Evocative Avocations: Amateur Game Development

NES Conroller

I was recently inspired by Megan Hicks's blog, 5 Great Books about the History of Video Games. Combined with a rekindled interest in visiting some video games from my adolescence, I was reminded that many of the great video games of my youth are stuck in the past, never to be played again, never to be seen by fresh eyes. While many older video games were held back in terms of visual fidelity and control limitations, they made up for these shortcomings in spades with wonderful design. Looking at an early role playing game like "Rogue" or "Nethack" you see very simple games, combined with a depth not seen in modern gaming. It was in my reminiscing that I realized that it was up to me to take charge and make something of my own, to borrow from the games I grew up with and bring old design to the modern age, and to make my own video games.

Figuring it all out

A woman explaining a design on a whiteboard

While I'll probably never release anything I make to the public, I think it is every video game fans dream to work on a game, to contribute to a community that exists typically to devour content. However it can seem quite the daunting task, and so I've gathered some resources to help the fledgling developer. First you must decide the scope of your project. Is this a mobile game, something small and lightweight you can make in a reasonably small amount of time? Is it possible your project will span months, or even years, as you add depth and content into a custom world? What type of game will it be? Who is it for? Is anyone going to help you? The first step here is to come up with your goals and your basic design, get your thoughts out on paper, talk about your idea with someone and discuss if it is feasible. I find the best way to figure out what I want with a project is to talk about it with people and see if they get as excited about it as I am. If they aren't it might need some work, but you're get feedback before you've even begun the actual labor.

Getting down to business

Next comes the arduous work, building your game. First and foremost you'll need to get your software all prepared which will require some knowledge of a programming language, or familiarity with one of the many game development engines available on the market. In this case you have many options, but I won't be able to list them all. Each of these tools comes with their own forums and documentation.

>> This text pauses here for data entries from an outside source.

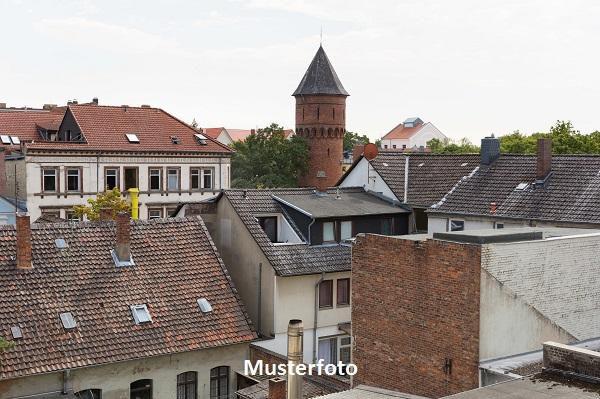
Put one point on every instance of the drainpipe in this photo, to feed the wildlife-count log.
(315, 321)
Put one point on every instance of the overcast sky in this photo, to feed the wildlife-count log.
(470, 67)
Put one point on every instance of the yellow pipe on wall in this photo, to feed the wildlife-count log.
(134, 194)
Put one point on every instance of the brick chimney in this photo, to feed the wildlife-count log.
(490, 150)
(277, 388)
(123, 245)
(24, 255)
(544, 158)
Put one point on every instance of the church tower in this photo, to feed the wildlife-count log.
(321, 119)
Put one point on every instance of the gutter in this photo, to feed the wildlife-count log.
(315, 321)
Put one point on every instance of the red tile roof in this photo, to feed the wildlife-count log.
(175, 264)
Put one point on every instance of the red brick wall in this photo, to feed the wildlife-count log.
(322, 121)
(415, 304)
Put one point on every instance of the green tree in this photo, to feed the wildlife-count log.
(109, 199)
(351, 139)
(266, 159)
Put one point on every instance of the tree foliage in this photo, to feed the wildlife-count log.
(351, 139)
(109, 199)
(266, 159)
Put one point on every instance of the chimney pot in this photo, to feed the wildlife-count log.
(24, 254)
(123, 246)
(277, 388)
(544, 158)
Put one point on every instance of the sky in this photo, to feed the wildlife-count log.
(472, 67)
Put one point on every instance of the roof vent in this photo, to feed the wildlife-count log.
(16, 332)
(68, 320)
(204, 305)
(132, 138)
(61, 243)
(141, 314)
(200, 138)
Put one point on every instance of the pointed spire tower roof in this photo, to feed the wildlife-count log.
(320, 78)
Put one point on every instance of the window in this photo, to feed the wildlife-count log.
(50, 180)
(141, 314)
(131, 177)
(219, 383)
(172, 179)
(140, 389)
(326, 294)
(73, 179)
(154, 213)
(328, 232)
(343, 291)
(89, 394)
(187, 385)
(346, 230)
(207, 180)
(269, 225)
(111, 178)
(155, 179)
(457, 225)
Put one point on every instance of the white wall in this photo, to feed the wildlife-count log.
(114, 379)
(363, 175)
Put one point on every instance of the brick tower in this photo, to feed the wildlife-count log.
(321, 119)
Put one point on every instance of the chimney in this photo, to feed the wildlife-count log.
(123, 246)
(2, 172)
(490, 150)
(277, 388)
(357, 151)
(24, 256)
(106, 214)
(544, 159)
(295, 350)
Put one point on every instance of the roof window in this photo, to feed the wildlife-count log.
(68, 320)
(141, 314)
(204, 305)
(132, 138)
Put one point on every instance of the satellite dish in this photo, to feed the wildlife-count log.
(370, 151)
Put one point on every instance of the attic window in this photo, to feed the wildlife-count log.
(16, 332)
(132, 138)
(61, 243)
(141, 314)
(204, 305)
(200, 138)
(68, 320)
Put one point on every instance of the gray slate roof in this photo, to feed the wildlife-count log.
(348, 204)
(430, 176)
(294, 259)
(571, 194)
(320, 78)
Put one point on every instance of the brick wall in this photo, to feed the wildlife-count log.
(571, 359)
(415, 309)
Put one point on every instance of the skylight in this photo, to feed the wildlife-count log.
(204, 305)
(68, 320)
(16, 332)
(141, 314)
(200, 138)
(132, 137)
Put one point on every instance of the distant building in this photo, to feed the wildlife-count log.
(64, 156)
(433, 308)
(321, 119)
(118, 310)
(411, 135)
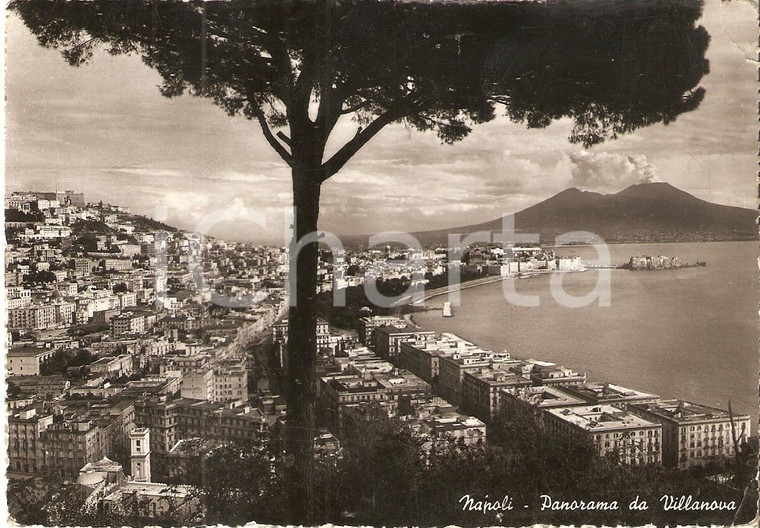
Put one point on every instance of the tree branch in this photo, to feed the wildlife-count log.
(352, 109)
(276, 145)
(346, 152)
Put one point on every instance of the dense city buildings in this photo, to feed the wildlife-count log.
(125, 371)
(694, 434)
(612, 431)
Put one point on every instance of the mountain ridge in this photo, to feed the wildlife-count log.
(645, 212)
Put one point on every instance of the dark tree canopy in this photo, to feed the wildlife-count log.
(611, 66)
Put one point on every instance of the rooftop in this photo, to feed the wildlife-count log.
(684, 411)
(596, 418)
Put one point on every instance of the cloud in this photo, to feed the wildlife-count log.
(604, 171)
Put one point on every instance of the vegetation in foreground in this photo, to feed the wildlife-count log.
(385, 474)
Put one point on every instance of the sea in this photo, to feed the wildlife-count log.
(689, 333)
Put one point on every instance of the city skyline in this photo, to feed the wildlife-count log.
(73, 129)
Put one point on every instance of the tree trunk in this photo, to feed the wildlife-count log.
(302, 348)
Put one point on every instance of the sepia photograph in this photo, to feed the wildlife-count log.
(381, 263)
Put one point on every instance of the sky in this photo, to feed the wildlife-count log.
(105, 130)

In no particular order we have:

Holistic Game Development Unity 3D: A free to use engine used by hobbyist, and professional studios alike. Unity is very beginner friendly in that the asset store allows you to purchase and use assets in your games that might make up for some skills you are lacking in, such as art, or programming. Pick up Holistic Game Development by Penny De Byl to get a good start.

Learning Unreal Game Development Unreal Engine: Probably the most powerful free engine available, also used by amateurs and professionals, Unreal has been around for longer than I care to remember, and their engine keeps getting more and more robust. With the new blueprint system available you can learn to make games visually, which can be a great help to those new to the hobby. My recommendation is Learning Unreal Game Development.

Getting Started WIth Game Maker Game Maker Studio: A deceptively powerful engine, more useful for non-3D game development. Some of the most popular games of the past decade have come from this tool, and it is relatively easy to pick up and use. A good place to start would be Getting Started with Game Maker.

HTML 5 Game Development with Phaser.js Phaser.js: not an engine, but rather a framework, similar in function. I'm not exactly familiar with Phaser, but I do know that it provides an alternative to these bulky engines I've listed that can help you focus on lightweight clean games. Begin your HTML 5 journey with An introduction to HTML5 game development with Phaser.js.

Where to go from here...

After you've gotten down to building your project, it is all about continuing to work. Persistence is key to finishing any project, especially something you're doing in your free time. Find other people interested in contributing to your work to bring your game that much closer to completion. Show people what you've made, and ask questions. See what they like and what they don't like. Most importantly it is time to open yourself to the independent game development community. I've listed some great places to look around, learn, and see what's what in amateur game creation.

  • Gamasutra - Game development website with articles and blog posts by people in the industry. Gamasutra is more focused on gaming philosophy, game theory, and design.
  • Tigsource - Forum for indie game players and developers with resources and tutorials for everything you could possibly run into.
  • Reddit/r/gamedev - Subreddit for game developers, a place for asking questions and receiving answers as well as tips and tricks for game dev.
  • Pixel Prospector - Blog with a step by step guide from beginning to end of the development cycle, including setting up shop, and marketing.

There are of course hundreds of other resources available online, but to list them all would be a bit redundant. My final bit of advice is to join a game jam, a small contest where along with other game developers, you compete to make a game fitting a theme in a certain number of days or even hours. It can be an exciting experience that also leads to more fulfilling projects. You can find a physical game jam or sign up to compete online at http://www.indiegamejams.com/.

Game Development at TeenHQ

Teens, don't forget to check out the TeenHQ at King where we have public computers with Unity, Unreal engine, and Game Maker installed for you to start making your first game!

Teens hang out on a bench with the TeenHQ logo in the front

Comments

Thanks for the shout out in your blog! I really enjoyed yours and am interested in looking at making some simple games in Game Maker Studio or Phaser.js after reading. Thanks for the suggestions!